Wpis z mikrobloga

Rozpoczynam krotki cykl #opowiescibabci
Historie, które opowiadala mi babcia jak jeszcze zyla. Wydarzenia autentyczne. Czesc pierwsza - Pisarz.
Babcia mieszkala na wsi. Rodzina poza uprawą i zajmowaniem sie małym gospodarstwem zajmowala sie tez wynajmem pokoju na strychu domu. Czasy byly ciężkie, a dodatkowe pieniadze od letników byly sporym zastrzykiem gotówki w domowym budżecie. Zwłaszcza, ze czesto pokój wynajmowali zamożni ludzie szukający spokoju we wsi otoczonej lasem. Należał do nich tez pisarz z miasta. Zajmował sie pisaniem powieści i na wsi szukal natchnienia i spokoju do pracy. Mieszkańcy domu prawie go nie widywali. Często przyjeżdżał nocą, wchodził na gore osobnym wejściem i do rana stukał w maszynę do pisania.
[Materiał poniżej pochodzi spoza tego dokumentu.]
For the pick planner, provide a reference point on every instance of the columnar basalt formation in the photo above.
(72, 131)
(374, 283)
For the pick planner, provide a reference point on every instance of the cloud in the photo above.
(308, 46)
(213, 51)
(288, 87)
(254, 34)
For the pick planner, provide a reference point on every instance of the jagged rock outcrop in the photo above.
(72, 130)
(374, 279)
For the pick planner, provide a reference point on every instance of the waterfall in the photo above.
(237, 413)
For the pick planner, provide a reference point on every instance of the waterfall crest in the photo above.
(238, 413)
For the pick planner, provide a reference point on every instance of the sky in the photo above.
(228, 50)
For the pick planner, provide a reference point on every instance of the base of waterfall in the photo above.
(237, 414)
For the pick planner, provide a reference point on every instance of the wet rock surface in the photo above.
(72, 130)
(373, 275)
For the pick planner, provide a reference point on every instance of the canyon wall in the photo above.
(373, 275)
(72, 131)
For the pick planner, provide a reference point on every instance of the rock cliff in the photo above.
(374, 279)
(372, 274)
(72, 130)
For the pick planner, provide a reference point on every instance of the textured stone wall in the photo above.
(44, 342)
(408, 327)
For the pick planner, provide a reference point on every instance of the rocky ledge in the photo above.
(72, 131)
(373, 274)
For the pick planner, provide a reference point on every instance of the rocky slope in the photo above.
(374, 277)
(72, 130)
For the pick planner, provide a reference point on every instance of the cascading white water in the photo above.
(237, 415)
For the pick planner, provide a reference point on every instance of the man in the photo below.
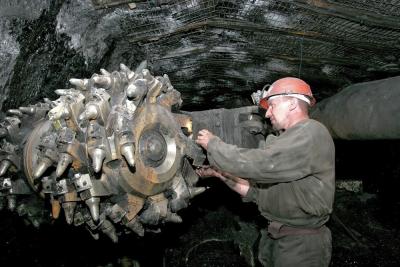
(292, 180)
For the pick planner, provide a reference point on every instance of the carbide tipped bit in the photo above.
(3, 132)
(55, 208)
(79, 83)
(12, 202)
(97, 155)
(61, 92)
(42, 166)
(194, 191)
(4, 165)
(69, 210)
(28, 110)
(90, 113)
(108, 228)
(104, 72)
(124, 68)
(103, 81)
(94, 208)
(128, 151)
(63, 163)
(15, 112)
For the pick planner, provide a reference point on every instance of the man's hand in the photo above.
(203, 137)
(207, 171)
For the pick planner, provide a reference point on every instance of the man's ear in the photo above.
(292, 103)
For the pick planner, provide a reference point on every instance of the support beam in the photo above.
(363, 111)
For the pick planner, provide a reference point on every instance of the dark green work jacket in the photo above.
(299, 167)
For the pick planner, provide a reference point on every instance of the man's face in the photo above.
(278, 112)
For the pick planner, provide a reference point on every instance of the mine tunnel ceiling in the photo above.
(223, 50)
(219, 52)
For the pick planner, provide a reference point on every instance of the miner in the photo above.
(292, 179)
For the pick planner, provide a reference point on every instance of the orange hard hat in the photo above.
(288, 86)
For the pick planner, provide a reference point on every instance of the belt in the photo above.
(277, 230)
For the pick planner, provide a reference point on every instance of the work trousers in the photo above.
(307, 250)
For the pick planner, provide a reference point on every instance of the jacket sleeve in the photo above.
(286, 159)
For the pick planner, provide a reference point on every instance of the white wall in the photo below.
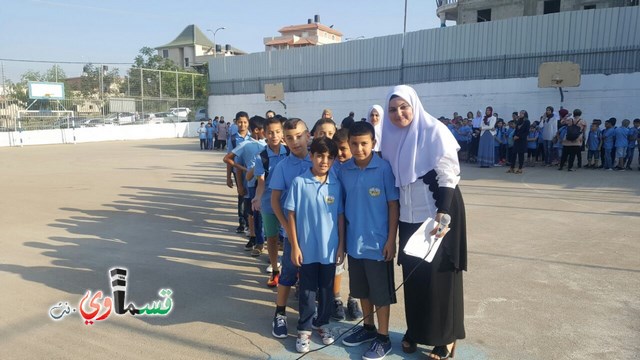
(102, 133)
(599, 96)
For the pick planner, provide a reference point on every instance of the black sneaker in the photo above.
(337, 313)
(250, 244)
(353, 309)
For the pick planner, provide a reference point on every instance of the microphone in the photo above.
(445, 220)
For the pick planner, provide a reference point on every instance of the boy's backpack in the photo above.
(573, 131)
(264, 156)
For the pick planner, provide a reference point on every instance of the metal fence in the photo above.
(102, 97)
(605, 41)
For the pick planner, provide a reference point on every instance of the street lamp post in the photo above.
(214, 39)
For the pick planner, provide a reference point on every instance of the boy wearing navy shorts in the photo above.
(371, 213)
(296, 136)
(315, 225)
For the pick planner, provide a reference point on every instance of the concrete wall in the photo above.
(599, 96)
(102, 133)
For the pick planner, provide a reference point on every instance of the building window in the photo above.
(484, 15)
(551, 6)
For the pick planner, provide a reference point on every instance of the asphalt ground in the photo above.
(554, 260)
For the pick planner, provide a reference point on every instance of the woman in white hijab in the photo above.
(423, 155)
(375, 116)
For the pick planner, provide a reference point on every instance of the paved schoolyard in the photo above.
(554, 259)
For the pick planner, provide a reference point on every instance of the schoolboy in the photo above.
(622, 142)
(315, 225)
(594, 143)
(246, 153)
(633, 140)
(296, 136)
(341, 139)
(266, 162)
(371, 213)
(324, 127)
(236, 137)
(608, 136)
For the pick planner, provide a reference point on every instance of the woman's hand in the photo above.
(296, 256)
(436, 225)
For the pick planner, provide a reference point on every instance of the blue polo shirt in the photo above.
(317, 206)
(367, 193)
(607, 138)
(285, 171)
(246, 154)
(593, 142)
(258, 170)
(622, 137)
(633, 134)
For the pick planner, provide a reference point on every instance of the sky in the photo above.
(114, 31)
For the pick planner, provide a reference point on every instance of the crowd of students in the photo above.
(556, 139)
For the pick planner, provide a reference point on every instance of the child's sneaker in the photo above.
(280, 327)
(378, 350)
(302, 343)
(273, 279)
(359, 336)
(326, 335)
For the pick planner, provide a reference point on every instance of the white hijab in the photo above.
(377, 128)
(416, 149)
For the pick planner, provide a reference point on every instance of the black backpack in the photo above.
(264, 156)
(573, 131)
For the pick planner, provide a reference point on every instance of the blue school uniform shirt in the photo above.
(317, 206)
(622, 137)
(246, 154)
(367, 193)
(285, 172)
(593, 141)
(608, 136)
(633, 135)
(259, 170)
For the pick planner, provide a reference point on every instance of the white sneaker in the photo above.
(326, 335)
(303, 341)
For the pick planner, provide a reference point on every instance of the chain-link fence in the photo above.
(102, 96)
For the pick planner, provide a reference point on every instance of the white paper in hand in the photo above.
(421, 244)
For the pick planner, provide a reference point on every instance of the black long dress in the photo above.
(433, 293)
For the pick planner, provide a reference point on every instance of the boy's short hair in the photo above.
(341, 136)
(292, 124)
(256, 122)
(323, 145)
(362, 128)
(322, 122)
(240, 114)
(272, 121)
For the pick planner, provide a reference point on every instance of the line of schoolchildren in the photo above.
(333, 196)
(608, 147)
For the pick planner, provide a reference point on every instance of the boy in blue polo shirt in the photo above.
(371, 212)
(245, 154)
(296, 136)
(315, 225)
(235, 139)
(266, 162)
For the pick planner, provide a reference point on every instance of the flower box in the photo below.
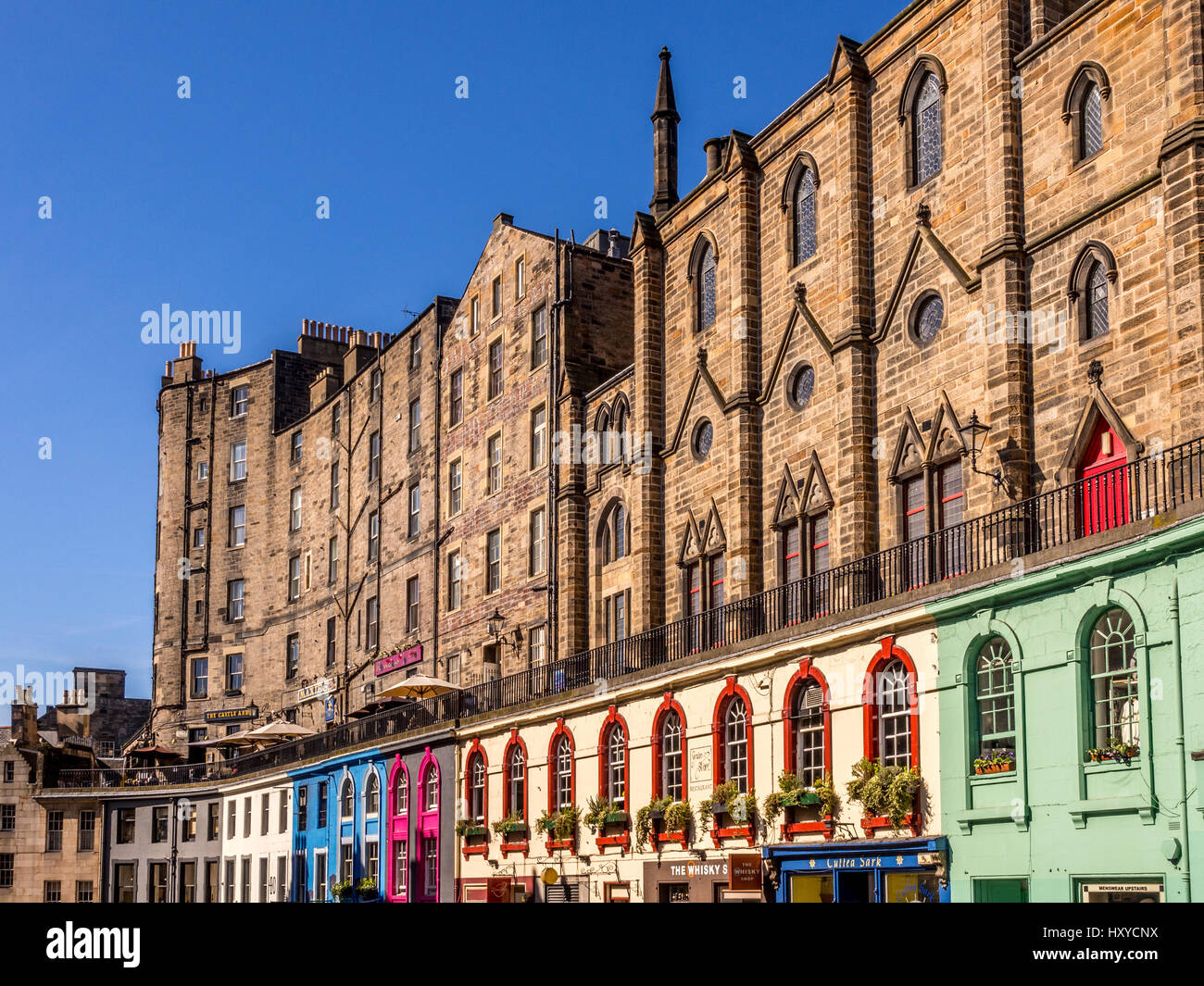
(995, 768)
(734, 832)
(622, 842)
(878, 822)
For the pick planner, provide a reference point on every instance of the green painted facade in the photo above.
(1059, 820)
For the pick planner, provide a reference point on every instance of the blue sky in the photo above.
(209, 204)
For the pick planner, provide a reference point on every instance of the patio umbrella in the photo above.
(280, 730)
(418, 686)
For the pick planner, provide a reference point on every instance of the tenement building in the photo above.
(832, 537)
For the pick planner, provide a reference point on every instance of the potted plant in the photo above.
(645, 818)
(995, 762)
(509, 825)
(884, 793)
(1120, 750)
(561, 825)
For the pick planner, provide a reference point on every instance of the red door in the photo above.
(1104, 490)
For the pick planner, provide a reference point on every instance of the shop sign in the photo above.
(745, 870)
(410, 655)
(232, 716)
(320, 689)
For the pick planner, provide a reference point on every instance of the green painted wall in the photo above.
(1056, 820)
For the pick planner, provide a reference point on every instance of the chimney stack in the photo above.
(665, 120)
(187, 366)
(714, 148)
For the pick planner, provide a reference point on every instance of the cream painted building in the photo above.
(810, 706)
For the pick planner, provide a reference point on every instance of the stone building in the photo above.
(332, 519)
(51, 836)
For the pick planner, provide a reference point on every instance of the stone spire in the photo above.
(665, 120)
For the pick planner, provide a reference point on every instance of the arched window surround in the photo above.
(807, 672)
(476, 752)
(398, 829)
(667, 705)
(514, 743)
(887, 653)
(1086, 75)
(429, 826)
(920, 70)
(1078, 288)
(731, 692)
(614, 720)
(802, 165)
(561, 732)
(706, 239)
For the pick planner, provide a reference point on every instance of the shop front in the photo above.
(710, 880)
(880, 870)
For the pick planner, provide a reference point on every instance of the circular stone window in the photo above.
(802, 387)
(930, 316)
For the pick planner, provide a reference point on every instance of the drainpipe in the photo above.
(1180, 744)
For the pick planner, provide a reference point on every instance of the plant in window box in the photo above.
(1120, 750)
(727, 800)
(470, 829)
(645, 818)
(886, 793)
(601, 813)
(510, 825)
(995, 762)
(561, 824)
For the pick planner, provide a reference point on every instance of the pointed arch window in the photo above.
(807, 741)
(995, 693)
(805, 217)
(734, 744)
(615, 772)
(1097, 301)
(562, 774)
(705, 285)
(1115, 697)
(372, 794)
(894, 712)
(927, 147)
(516, 782)
(477, 789)
(670, 750)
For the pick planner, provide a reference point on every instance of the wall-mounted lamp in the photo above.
(975, 437)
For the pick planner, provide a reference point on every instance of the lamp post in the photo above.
(975, 433)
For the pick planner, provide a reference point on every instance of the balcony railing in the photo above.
(1112, 499)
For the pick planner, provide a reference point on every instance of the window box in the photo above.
(826, 826)
(878, 822)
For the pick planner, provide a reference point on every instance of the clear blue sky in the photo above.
(208, 204)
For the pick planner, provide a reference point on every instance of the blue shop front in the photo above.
(337, 829)
(878, 870)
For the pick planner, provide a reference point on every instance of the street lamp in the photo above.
(496, 629)
(975, 433)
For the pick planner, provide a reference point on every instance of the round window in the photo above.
(802, 387)
(930, 316)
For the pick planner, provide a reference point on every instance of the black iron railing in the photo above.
(1111, 499)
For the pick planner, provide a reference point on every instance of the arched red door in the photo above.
(1104, 489)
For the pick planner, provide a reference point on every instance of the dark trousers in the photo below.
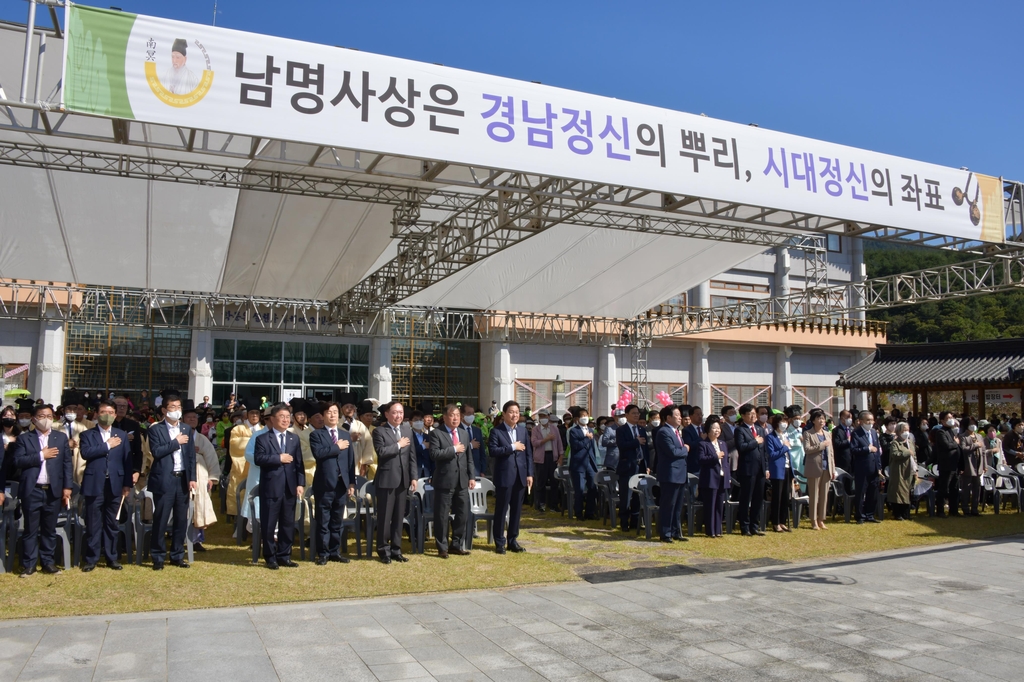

Pewnej nocy domownicy siedzieli w kuchni i przez okno zauważyli swiatla samochodu jadącego przez las. Po chwili dalo sie usłyszeć kroki na poddaszu i charakterystyczny stukot maszyny do pisania. Nic ich wtedy nie zaniepokoiło i jak zwykle polozyli sie spać. Rano sie zdziwili, bo nie bylo widac samochodu pisarza. Za to jeszcze przed południem zawital do nich listonosz z depeszą. Dostali wiadomość, ze pisarz juz się u nich nie pojawi. Zmarł trzy dni wczesniej.